According to my calculations, Big Pharma could nearly double R&D spending and still make a hefty profit if they cut down on ads, but that’s just the beginning. Pharma also spends big on efforts to stifle generic competition, such as offering coupons that lower the copays of brand-name drugs to just below the cost of generic alternatives. These coupons seem like a great deal, but we all end up paying for them through higher insurance premiums and lower wages for those who get their insurance through an employer. A 2016 study showed that coupons increased drug spending by $2 billion during the sample period. Manufacturers make a six-to-one return on investment from coupons, but the evidence suggests that coupons have no impact on patient’s ability to access their medications. We pay more for insurance, the pharmaceutical industry walks away with a bigger profit — and no one is any healthier. This is just one more example of the brilliant yet devastating efforts of Big Pharma to increase their profits at our expense, and it demonstrates the urgent necessity of reform.

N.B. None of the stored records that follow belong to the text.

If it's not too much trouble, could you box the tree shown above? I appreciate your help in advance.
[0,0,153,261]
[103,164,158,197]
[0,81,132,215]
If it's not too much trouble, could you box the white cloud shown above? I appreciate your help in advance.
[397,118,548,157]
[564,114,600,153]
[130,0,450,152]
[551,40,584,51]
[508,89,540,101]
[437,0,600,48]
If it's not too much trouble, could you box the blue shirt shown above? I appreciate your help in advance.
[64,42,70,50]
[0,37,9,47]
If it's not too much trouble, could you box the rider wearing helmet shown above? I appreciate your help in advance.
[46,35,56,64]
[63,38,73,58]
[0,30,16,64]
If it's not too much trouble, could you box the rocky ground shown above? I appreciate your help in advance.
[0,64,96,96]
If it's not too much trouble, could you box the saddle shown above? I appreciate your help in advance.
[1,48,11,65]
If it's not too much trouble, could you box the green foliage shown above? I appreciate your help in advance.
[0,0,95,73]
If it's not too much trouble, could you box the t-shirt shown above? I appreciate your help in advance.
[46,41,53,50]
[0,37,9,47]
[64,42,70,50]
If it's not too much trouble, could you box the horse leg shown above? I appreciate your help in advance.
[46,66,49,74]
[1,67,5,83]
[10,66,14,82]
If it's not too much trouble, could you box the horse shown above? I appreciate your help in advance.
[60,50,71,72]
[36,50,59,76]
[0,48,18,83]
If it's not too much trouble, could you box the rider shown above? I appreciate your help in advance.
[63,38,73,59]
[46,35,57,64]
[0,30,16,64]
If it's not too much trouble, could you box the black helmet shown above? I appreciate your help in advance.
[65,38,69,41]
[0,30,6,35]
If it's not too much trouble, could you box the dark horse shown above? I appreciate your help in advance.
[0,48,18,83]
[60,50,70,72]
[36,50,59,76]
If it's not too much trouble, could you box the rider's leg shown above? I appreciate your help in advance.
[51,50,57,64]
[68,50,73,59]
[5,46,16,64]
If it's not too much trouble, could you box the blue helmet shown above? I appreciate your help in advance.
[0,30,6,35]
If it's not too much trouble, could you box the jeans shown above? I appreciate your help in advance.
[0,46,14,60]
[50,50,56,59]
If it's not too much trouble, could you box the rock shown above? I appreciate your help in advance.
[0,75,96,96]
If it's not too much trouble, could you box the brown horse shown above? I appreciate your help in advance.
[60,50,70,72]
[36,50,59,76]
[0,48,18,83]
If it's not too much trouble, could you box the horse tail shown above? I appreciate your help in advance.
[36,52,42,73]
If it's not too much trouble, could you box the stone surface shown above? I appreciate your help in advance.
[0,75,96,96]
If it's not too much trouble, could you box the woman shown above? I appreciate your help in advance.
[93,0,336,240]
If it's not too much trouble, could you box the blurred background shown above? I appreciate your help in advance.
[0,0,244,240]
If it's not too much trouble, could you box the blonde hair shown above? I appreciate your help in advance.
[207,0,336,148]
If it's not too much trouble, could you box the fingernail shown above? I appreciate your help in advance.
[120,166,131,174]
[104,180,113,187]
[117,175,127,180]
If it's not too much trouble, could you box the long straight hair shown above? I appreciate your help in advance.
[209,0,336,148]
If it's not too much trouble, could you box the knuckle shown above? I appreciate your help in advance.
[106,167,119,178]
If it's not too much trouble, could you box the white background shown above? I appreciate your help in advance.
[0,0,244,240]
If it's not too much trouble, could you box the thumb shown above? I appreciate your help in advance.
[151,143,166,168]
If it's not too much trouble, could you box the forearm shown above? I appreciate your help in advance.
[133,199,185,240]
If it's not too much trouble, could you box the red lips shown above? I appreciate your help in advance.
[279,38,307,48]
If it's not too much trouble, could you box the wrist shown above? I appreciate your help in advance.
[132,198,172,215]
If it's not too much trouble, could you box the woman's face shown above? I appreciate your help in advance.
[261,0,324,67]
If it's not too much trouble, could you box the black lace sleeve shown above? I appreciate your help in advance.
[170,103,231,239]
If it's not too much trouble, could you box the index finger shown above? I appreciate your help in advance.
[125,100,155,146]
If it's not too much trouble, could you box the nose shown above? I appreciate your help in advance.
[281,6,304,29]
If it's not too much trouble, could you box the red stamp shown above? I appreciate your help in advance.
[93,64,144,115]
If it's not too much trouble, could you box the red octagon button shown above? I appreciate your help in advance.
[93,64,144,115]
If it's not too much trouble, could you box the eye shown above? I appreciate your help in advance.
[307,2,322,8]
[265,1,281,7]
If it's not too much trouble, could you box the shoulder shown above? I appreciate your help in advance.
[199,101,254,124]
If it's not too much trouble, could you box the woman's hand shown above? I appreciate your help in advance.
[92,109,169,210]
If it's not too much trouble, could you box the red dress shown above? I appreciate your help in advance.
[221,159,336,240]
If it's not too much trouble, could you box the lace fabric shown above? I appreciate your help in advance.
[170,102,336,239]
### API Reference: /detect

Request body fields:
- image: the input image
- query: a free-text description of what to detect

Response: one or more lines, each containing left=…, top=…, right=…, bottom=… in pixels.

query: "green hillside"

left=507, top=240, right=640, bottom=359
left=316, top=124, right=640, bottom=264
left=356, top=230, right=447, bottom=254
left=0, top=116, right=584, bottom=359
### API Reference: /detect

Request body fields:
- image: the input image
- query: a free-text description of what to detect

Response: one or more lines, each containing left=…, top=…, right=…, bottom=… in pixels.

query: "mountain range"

This College sits in New Hampshire, a state hit hard by the opioid epidemic. This is a place where Big Pharma’s greed seemingly knows no bounds. I’ve known too many people hurt by the lax regulation in this industry, and I’m sure many of you reading this feel the same way.
I’m not ready to write off Big Pharma just yet, but it’s about time we did something to rein in the high prices and pill-pushing that are claiming too many American lives.
Garrett Muscatel, a Democrat and a member of the Class of 2020, represents Hanover in the New Hampshire House of Representatives.